Le dernier transfert en date, c’est celui de Jean-Pierre Thomas. Ce banquier d’affaires passé par le groupe de conseil financier Lazard prend la présidence de Rusal, le géant russe de l’aluminium. Il a été trésorier du Parti républicain, avait quitté la politique en 2005 après sa condamnation dans les affaires de financement illégal de la vie politique. Jean-Pierre Thomas est proche de Nicolas Sarkozy, qui rêvait d’un grand espace économique européen ouvert à la Russie. L’ancien président l’avait nommé représentant spécial en Russie, un pays qu’il connaît bien. 

Autre transfert: celui de Maurice Leroy, ancien député centriste – il vient de démissionner – passé par le Parti Communiste. Lui aussi est proche de Sakozy dont il a été ministre de la ville et responsable du Grand Paris. Il devient directeur général adjoint du Grand Moscou, en charge des projets internationaux. C’est un dossier suivi de très près par le président russe Vladimir Poutine.  
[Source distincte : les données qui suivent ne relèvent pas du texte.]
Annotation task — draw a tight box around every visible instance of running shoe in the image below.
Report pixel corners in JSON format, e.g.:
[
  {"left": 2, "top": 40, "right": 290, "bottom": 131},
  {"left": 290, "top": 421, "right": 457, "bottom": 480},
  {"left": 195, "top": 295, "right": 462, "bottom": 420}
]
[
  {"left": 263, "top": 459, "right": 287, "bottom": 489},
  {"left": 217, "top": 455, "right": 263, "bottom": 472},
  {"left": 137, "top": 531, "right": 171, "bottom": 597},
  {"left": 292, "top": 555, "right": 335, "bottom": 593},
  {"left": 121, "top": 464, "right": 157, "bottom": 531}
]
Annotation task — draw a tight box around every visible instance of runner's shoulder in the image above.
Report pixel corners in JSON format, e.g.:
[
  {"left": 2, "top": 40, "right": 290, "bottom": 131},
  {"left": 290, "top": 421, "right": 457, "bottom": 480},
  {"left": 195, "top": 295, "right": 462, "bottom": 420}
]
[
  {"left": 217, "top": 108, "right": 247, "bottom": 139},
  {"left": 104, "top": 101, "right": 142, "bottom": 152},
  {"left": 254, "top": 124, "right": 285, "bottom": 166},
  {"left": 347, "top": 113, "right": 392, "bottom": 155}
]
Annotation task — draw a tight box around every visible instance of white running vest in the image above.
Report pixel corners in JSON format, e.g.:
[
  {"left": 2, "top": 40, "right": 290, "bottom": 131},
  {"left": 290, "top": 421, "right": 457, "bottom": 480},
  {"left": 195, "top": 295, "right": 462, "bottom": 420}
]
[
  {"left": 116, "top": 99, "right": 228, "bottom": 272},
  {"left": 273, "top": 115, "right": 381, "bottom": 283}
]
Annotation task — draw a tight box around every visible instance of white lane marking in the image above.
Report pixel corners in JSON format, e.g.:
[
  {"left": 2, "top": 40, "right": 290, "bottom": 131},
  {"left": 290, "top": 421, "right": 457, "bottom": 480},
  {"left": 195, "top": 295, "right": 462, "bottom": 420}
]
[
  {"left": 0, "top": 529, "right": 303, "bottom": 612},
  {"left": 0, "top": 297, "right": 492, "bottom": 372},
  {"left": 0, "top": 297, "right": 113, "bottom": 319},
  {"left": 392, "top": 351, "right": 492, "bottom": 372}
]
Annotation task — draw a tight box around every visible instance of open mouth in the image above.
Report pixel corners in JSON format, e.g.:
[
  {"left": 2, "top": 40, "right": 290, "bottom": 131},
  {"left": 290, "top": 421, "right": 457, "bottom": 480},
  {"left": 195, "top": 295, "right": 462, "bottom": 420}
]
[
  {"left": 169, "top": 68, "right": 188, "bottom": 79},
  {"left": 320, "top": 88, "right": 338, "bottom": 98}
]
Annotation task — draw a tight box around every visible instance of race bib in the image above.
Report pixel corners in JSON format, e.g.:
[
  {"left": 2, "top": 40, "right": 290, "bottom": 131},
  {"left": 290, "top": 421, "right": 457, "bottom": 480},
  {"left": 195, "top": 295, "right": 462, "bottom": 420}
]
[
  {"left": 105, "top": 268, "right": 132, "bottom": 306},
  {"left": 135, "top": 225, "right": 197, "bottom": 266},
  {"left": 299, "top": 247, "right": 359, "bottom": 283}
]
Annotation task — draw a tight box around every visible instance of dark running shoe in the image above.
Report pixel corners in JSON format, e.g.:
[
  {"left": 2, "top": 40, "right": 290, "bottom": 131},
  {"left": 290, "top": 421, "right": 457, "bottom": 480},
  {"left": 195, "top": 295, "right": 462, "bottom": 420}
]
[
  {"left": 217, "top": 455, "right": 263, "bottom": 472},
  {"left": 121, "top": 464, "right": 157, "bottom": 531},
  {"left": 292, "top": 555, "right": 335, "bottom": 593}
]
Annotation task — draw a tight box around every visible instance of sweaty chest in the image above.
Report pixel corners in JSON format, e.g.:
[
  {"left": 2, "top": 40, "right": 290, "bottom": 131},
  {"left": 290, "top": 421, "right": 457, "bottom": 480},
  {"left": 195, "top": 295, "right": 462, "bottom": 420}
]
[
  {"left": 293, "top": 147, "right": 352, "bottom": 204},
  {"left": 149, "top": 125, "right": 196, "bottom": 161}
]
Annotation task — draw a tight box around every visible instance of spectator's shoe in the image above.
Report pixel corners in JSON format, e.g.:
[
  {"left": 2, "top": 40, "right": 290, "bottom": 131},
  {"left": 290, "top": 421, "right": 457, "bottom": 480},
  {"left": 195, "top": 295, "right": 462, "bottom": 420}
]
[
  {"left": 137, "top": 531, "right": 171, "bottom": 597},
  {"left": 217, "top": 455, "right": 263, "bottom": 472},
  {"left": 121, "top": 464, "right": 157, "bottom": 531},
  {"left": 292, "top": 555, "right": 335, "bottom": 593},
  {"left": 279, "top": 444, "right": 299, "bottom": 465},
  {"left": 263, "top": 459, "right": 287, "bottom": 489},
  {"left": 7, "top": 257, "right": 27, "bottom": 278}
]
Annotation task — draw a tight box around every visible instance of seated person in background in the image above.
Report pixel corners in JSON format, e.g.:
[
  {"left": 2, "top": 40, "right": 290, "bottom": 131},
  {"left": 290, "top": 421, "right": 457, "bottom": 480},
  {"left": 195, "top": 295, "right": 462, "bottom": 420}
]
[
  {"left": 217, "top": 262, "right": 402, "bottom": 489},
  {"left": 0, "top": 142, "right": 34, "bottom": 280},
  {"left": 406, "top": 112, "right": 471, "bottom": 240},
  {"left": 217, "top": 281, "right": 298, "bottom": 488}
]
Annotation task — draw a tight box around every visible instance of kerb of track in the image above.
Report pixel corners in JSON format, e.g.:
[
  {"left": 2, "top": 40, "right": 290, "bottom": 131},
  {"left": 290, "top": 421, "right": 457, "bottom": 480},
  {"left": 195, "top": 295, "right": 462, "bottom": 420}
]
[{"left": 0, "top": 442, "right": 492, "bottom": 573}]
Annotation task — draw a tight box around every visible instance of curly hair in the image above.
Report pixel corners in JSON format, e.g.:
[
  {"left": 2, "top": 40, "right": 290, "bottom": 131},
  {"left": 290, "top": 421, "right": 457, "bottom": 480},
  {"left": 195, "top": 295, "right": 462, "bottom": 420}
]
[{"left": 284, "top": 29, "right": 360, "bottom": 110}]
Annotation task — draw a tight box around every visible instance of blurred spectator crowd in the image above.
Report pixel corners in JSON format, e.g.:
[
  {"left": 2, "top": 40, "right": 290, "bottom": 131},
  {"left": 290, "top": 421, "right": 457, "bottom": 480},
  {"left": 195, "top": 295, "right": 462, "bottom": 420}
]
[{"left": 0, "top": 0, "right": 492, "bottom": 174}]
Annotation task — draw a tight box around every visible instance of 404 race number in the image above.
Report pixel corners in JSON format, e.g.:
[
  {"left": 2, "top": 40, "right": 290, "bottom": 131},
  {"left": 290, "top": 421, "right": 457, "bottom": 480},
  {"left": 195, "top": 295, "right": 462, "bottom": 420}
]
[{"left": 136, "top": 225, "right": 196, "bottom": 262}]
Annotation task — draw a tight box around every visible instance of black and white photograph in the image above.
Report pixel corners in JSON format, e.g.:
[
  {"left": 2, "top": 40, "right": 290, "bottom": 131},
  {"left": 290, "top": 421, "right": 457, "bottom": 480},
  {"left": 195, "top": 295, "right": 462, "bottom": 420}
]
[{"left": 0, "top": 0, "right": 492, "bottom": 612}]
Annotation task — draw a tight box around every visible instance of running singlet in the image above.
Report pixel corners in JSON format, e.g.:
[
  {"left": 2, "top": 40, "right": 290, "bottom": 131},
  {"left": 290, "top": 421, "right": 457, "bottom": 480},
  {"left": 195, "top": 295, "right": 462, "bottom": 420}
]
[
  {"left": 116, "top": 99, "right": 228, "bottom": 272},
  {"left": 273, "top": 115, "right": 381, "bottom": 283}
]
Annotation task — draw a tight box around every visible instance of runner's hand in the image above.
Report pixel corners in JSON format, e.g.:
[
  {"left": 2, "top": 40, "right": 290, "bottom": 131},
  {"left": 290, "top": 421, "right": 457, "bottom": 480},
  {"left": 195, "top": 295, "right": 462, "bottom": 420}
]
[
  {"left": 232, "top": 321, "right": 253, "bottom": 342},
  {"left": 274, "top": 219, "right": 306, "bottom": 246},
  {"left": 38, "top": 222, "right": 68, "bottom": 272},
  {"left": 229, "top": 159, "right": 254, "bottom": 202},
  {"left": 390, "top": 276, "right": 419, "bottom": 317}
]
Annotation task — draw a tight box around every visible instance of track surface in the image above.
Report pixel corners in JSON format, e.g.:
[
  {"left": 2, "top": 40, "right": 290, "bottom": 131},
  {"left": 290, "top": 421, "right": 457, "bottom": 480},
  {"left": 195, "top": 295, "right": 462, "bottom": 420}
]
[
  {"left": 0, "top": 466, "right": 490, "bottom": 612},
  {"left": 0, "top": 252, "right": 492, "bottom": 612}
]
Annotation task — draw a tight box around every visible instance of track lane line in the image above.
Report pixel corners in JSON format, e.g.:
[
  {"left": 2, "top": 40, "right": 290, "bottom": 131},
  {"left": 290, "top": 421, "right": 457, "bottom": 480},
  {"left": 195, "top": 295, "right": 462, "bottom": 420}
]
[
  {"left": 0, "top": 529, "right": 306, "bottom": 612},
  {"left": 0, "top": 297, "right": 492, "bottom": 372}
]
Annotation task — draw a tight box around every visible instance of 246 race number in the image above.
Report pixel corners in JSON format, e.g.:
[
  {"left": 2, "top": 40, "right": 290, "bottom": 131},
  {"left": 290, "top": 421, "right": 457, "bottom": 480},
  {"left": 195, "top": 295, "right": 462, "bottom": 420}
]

Des annonces étonnantes dans le climat politique tendu entre la Russie et la France

L’annexion de la Crimée, les soupçons d’ingérence dans la vie politique française: tout est oublié. La politique a ses raisons que le business ignore. Et derrière les discours officiels, il y a la réalité des chiffres : Les échanges commerciaux sont en très net rebond entre les deux pays depuis la fin 2017. Ils ont même progressé de 25% au cours des 9 premiers mois de l’année 2018. La France est le premier investisseur direct étranger en Russie. Avec l’arrivé d’Emmanuel Macron à l’Elysée, une forme de realpolitik s’est instaurée entre Paris et Moscou. Et les affaires prospèrent.  

Comment expliquer la cote des Français dans le monde des affaires russe ? 

Dans ce business franco-russe, il n’est pas seulement question d’argent, mais aussi d’image : celle de la Russie de Poutine, qui a besoin d’un sérieux coup de lustre. Au Grand Moscou, Maurice Leroy est supposé rassurer les investisseurs étrangers. Chez Rusal, Jean-Pierre Thomas est censé donner un visage plus acceptable à ce géant industriel : son l’ancien propriétaire, l’oligarque Oleg Deripaska, était dans le collimateur de Washington. Le Français remplace l’Allemand Matthias Warnig, ancien de la Stasi, ex collègue de Poutine du temps de la guerre froide. Un nettoyage de vitrine s’imposait.